となると、只見〜小出間の臨時普通列車はどうなるのだろう? NHKで「復旧までには1ヶ月以上かかる見通し」という報道があった翌日(3月15日)、JR東日本の「テレフォンセンター新潟」に問い合わせてみた。名前の印象に反して、いかにも現場のオッサンという感じの人が電話に出た。
「只見線の運転状況を知りたいのですが」
「マスコミ報道でご存じかと思いますが(声とともに書類をめくる音)、土砂崩れがありまして、会津若松〜会津宮下と只見〜小出で折り返し運転を行っております」
「今週末、19日から21日まで、小出と只見の間に臨時の普通列車がありましたよねえ」
「ええと、しばらくお待ち下さい。……(この間1分以上)……はい、おっしゃる通り、ございます」
「これは、当日この区間に支障がない限り運転されるんですね?」
「そういうことです」
以上のやりとりは、要約をせず記憶に残っている限り忠実な再現を試みた。電話を切った後、思わず声に出して「ホンマかいな」と呟いたのを覚えている。

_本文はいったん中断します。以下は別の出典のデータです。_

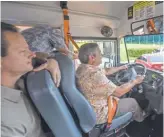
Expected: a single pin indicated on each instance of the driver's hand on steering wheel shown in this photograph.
(139, 79)
(123, 67)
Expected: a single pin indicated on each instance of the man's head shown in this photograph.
(90, 54)
(16, 58)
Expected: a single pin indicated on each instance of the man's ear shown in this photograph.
(91, 59)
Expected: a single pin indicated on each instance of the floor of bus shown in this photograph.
(148, 128)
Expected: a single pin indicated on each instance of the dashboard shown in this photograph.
(152, 88)
(153, 79)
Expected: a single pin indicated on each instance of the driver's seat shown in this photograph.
(66, 111)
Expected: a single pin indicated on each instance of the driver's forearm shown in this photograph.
(123, 89)
(109, 71)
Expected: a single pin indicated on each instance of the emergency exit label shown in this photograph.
(130, 12)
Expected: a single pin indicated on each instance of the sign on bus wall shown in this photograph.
(143, 10)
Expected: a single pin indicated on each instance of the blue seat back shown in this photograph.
(82, 108)
(49, 102)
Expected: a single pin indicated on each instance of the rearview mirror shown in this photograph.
(148, 26)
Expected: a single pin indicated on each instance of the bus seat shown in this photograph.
(85, 113)
(83, 109)
(50, 104)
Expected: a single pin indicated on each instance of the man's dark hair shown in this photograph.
(5, 28)
(86, 50)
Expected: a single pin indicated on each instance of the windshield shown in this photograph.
(147, 46)
(156, 59)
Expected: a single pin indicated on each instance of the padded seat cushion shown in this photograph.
(121, 120)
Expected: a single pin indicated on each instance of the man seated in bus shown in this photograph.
(45, 39)
(19, 118)
(96, 87)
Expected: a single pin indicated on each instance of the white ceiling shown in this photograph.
(83, 14)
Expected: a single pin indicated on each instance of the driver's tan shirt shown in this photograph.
(18, 117)
(96, 87)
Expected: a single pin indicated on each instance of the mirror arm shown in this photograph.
(126, 50)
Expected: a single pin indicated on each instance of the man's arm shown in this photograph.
(109, 71)
(125, 88)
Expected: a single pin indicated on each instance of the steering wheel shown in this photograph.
(125, 76)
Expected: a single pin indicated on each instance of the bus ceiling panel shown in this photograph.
(28, 14)
(108, 9)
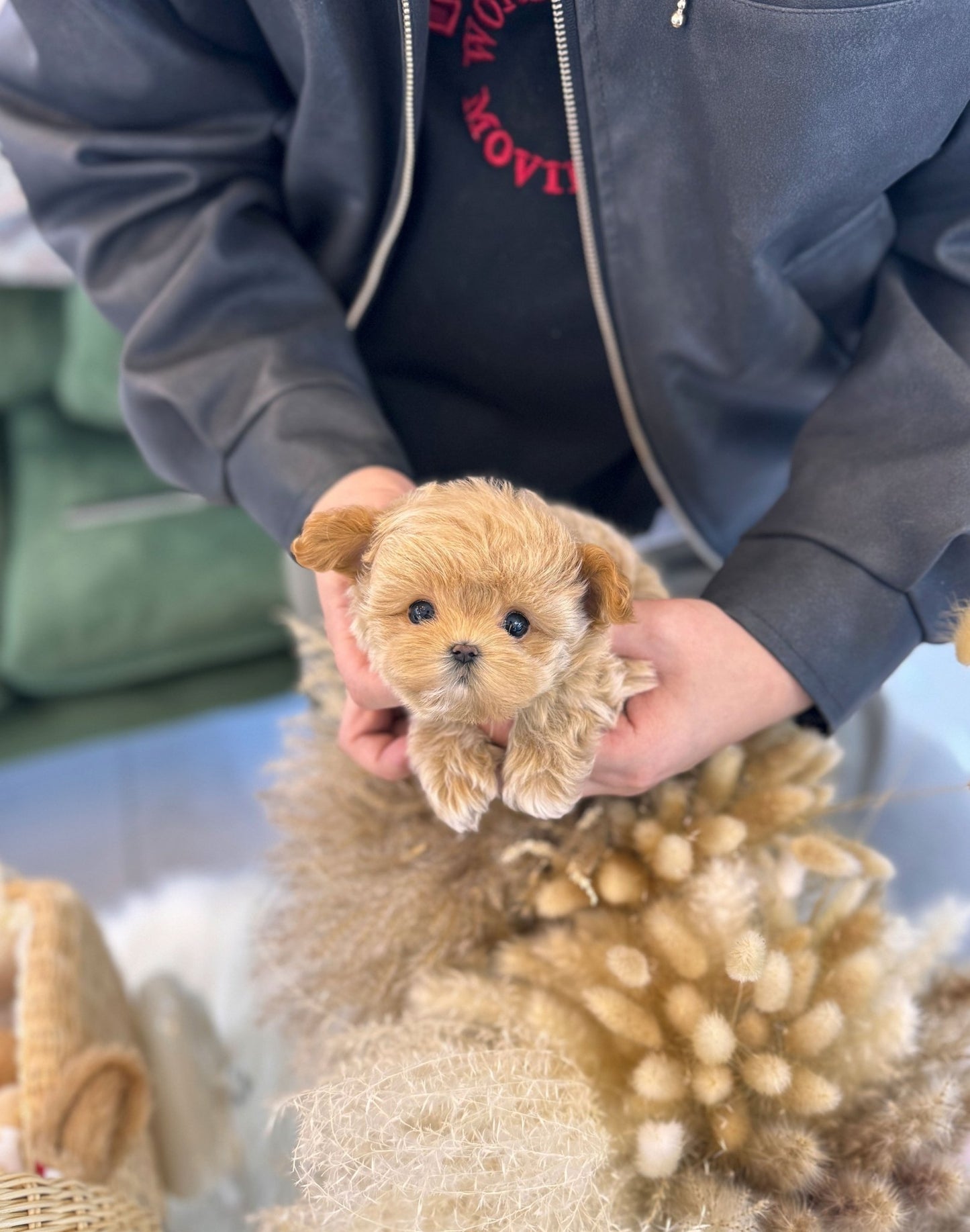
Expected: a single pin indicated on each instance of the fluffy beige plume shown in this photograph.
(746, 957)
(634, 1018)
(714, 1040)
(660, 1146)
(962, 634)
(629, 966)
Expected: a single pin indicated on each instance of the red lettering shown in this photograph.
(476, 44)
(476, 117)
(489, 14)
(498, 148)
(526, 167)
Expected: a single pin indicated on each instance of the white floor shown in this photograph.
(121, 814)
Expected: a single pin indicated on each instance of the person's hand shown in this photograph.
(373, 727)
(718, 684)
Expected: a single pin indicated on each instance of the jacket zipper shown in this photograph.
(591, 256)
(601, 305)
(387, 240)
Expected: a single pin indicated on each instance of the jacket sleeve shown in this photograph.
(868, 550)
(152, 160)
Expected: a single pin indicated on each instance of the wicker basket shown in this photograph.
(72, 1010)
(68, 1206)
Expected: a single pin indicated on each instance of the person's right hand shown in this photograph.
(373, 727)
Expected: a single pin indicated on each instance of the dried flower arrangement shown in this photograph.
(689, 1012)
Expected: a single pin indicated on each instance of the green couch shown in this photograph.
(121, 599)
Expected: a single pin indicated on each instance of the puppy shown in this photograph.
(477, 602)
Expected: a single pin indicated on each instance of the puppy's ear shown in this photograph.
(607, 590)
(336, 538)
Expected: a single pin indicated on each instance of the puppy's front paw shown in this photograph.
(458, 776)
(534, 781)
(640, 675)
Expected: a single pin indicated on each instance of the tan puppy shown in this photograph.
(477, 602)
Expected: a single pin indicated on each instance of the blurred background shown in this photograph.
(143, 665)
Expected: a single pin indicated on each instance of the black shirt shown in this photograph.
(482, 342)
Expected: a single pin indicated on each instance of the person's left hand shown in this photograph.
(718, 684)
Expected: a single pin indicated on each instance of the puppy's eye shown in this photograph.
(420, 612)
(516, 625)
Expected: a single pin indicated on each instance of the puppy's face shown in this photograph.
(471, 597)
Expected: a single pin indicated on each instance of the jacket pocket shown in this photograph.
(834, 276)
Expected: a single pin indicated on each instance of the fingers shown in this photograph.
(364, 685)
(641, 751)
(376, 739)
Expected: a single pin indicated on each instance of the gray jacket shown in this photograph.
(775, 209)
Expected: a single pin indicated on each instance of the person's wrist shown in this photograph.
(375, 485)
(773, 688)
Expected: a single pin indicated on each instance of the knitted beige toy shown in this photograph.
(691, 1010)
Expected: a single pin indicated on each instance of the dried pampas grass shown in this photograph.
(691, 1010)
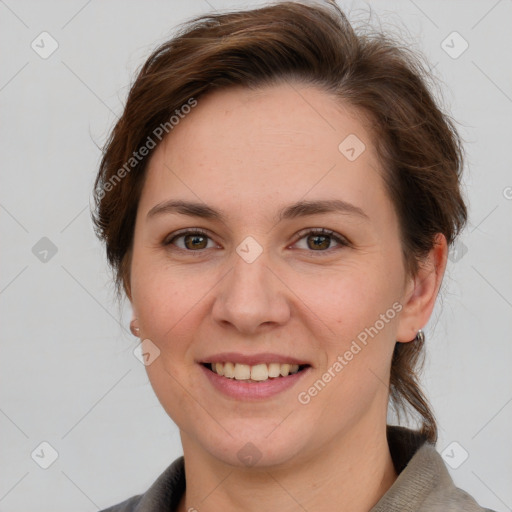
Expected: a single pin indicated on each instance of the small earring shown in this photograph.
(133, 328)
(420, 337)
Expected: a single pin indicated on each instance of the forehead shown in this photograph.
(247, 148)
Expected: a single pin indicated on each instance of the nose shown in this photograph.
(252, 297)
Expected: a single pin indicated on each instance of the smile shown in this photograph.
(254, 373)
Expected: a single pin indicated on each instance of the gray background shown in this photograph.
(69, 376)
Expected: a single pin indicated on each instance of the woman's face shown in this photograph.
(256, 287)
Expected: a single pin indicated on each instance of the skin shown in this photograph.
(248, 153)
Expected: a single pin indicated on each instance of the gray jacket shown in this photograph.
(423, 483)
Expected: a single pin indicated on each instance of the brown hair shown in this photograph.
(417, 143)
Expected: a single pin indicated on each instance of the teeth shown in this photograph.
(257, 372)
(242, 371)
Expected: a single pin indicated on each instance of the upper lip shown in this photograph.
(253, 359)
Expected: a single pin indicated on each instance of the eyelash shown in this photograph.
(342, 241)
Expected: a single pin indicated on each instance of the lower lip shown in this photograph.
(241, 390)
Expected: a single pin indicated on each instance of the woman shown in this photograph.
(277, 201)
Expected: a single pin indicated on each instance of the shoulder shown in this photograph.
(129, 505)
(424, 483)
(164, 494)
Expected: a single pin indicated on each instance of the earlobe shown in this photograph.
(134, 327)
(419, 300)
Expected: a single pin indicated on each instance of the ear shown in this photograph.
(421, 291)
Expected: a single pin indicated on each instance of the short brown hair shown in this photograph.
(418, 145)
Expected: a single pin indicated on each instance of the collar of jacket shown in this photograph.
(423, 483)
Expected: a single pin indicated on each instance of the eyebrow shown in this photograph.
(293, 211)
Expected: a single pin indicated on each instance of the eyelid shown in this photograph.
(340, 239)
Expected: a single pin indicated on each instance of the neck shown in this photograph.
(352, 473)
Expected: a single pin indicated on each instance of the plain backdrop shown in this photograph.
(69, 375)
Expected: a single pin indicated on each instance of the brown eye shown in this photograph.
(320, 240)
(191, 241)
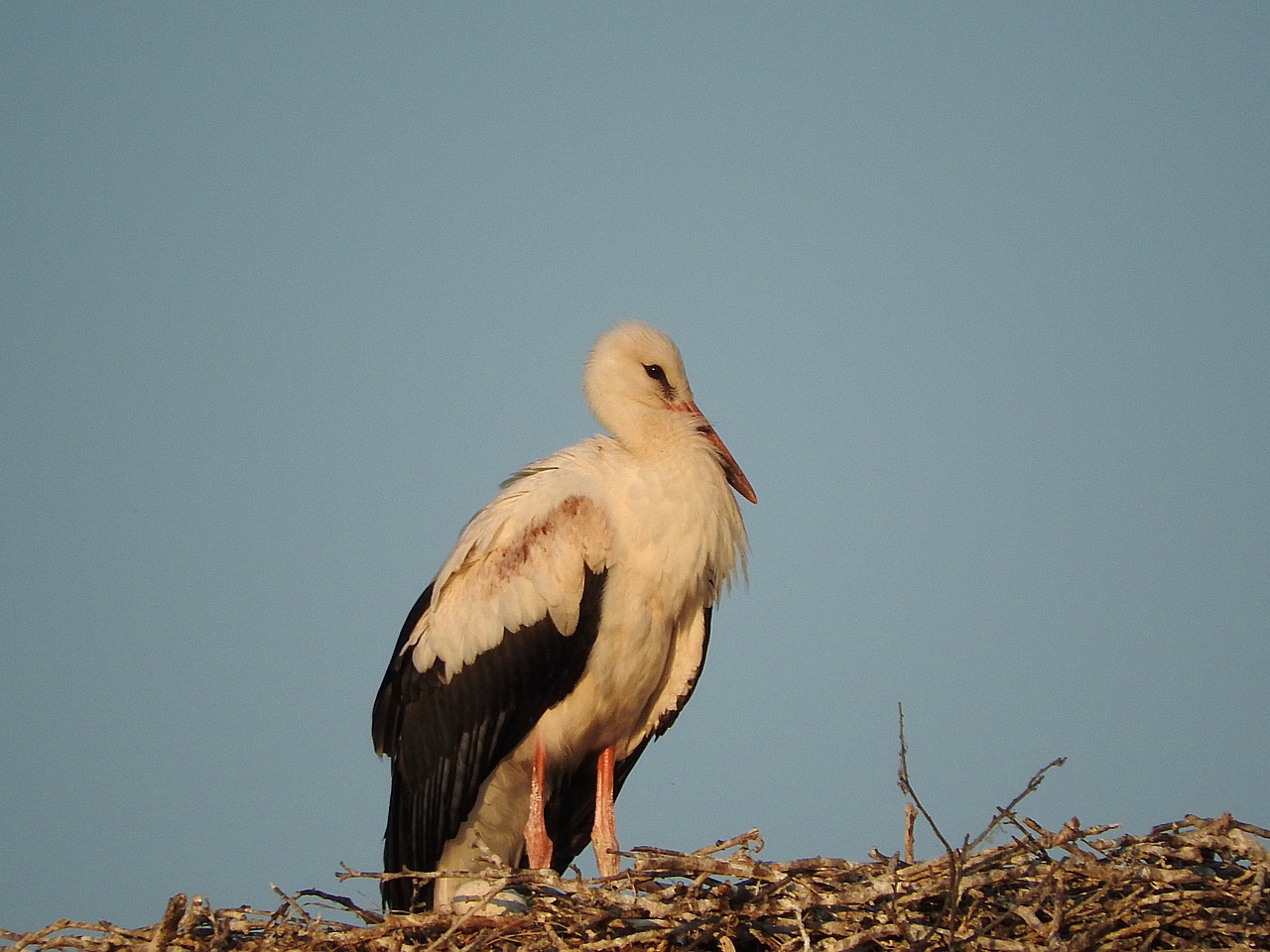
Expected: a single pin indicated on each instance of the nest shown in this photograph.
(1192, 884)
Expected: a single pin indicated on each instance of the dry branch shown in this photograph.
(1192, 884)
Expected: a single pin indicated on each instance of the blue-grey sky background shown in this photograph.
(976, 295)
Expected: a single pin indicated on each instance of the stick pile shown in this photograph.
(1192, 884)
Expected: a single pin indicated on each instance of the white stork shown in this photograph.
(564, 633)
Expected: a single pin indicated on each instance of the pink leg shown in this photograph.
(538, 843)
(603, 830)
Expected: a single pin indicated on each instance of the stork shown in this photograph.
(564, 631)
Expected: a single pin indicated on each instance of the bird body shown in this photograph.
(570, 624)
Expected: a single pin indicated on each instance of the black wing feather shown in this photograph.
(445, 738)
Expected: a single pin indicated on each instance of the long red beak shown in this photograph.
(735, 477)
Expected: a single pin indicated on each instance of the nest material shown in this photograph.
(1193, 884)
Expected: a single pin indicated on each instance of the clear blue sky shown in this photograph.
(976, 295)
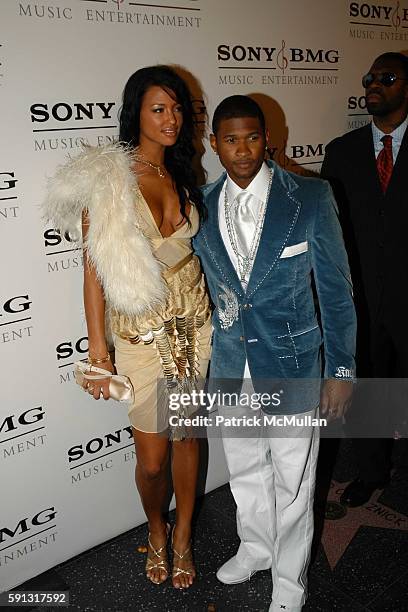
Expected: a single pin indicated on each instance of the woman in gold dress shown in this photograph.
(140, 209)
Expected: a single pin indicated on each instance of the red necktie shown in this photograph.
(385, 163)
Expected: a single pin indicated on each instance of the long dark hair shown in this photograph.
(178, 157)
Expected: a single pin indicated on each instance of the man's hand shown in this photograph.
(335, 398)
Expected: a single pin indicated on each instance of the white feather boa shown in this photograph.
(100, 180)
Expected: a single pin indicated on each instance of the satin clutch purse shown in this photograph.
(120, 387)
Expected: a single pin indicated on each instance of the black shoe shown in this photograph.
(359, 492)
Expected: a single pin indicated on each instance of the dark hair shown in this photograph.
(395, 57)
(178, 157)
(235, 107)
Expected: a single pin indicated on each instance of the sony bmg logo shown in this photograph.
(97, 444)
(15, 305)
(281, 56)
(7, 181)
(28, 417)
(62, 111)
(367, 10)
(53, 238)
(356, 103)
(67, 349)
(27, 524)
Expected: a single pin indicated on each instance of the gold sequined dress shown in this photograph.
(167, 350)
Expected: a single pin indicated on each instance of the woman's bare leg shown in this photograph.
(152, 453)
(185, 470)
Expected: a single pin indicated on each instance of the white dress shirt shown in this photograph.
(397, 136)
(258, 187)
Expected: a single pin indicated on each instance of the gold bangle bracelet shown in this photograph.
(93, 361)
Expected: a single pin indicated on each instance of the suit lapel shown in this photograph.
(280, 217)
(366, 162)
(400, 168)
(210, 232)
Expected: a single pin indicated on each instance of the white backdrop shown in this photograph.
(66, 462)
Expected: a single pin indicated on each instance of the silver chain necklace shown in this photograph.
(245, 262)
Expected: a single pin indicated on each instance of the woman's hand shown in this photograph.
(99, 386)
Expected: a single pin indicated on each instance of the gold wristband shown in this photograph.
(94, 361)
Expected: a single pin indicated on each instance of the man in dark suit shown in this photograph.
(367, 168)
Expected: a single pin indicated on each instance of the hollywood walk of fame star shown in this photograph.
(341, 523)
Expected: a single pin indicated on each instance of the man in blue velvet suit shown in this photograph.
(269, 238)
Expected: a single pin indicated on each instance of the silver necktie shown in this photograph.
(244, 222)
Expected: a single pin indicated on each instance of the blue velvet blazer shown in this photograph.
(277, 324)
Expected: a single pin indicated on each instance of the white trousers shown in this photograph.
(272, 479)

後になって「予定通り走りました」ということになると後悔するに違いないから、天候が安定していることを確かめてホテルを予約し、慌ただしく旅立った。前日になって新潟付近だけ予報が悪化し気を揉んだが、天候に関してだけは幸運を維持しており、21日は素晴らしい晴天となった。
しかし、長岡駅には「SL列車」と並んで「アクセス列車」運転取りやめの掲示がしっかりと貼られていた。2月の「磐越西線代行バス事件」では頭に血が昇ったけれども、このときは腹も立たなかった。問い合わせを受けた時点では設定取消の通知が来ていなかった、と言われれば反論のしようがない。もし俺が来なかったらきっと予定通り走ったのだろうと、そんな思いがしただけであった。
定期列車の撮影は出来たのだから、成果がなかった訳ではないけれど、定期列車だけを撮るのなら、何も列車の混雑する連休なんぞに行く必要はないのである。時間の融通は十分に効く。
どうしてこうなるのか? 事前の情報収集として、これ以上どうすれば良かったのか。出発直前まで同じ問い合わせを毎日続けろというのか?
過去の経験からして、何をやっても裏目に出るという事例が続くと、やがて何をする気もしなくなる。今年(2005年)は「最近の写真から」コーナー閉鎖の時期が早くなりそうだ。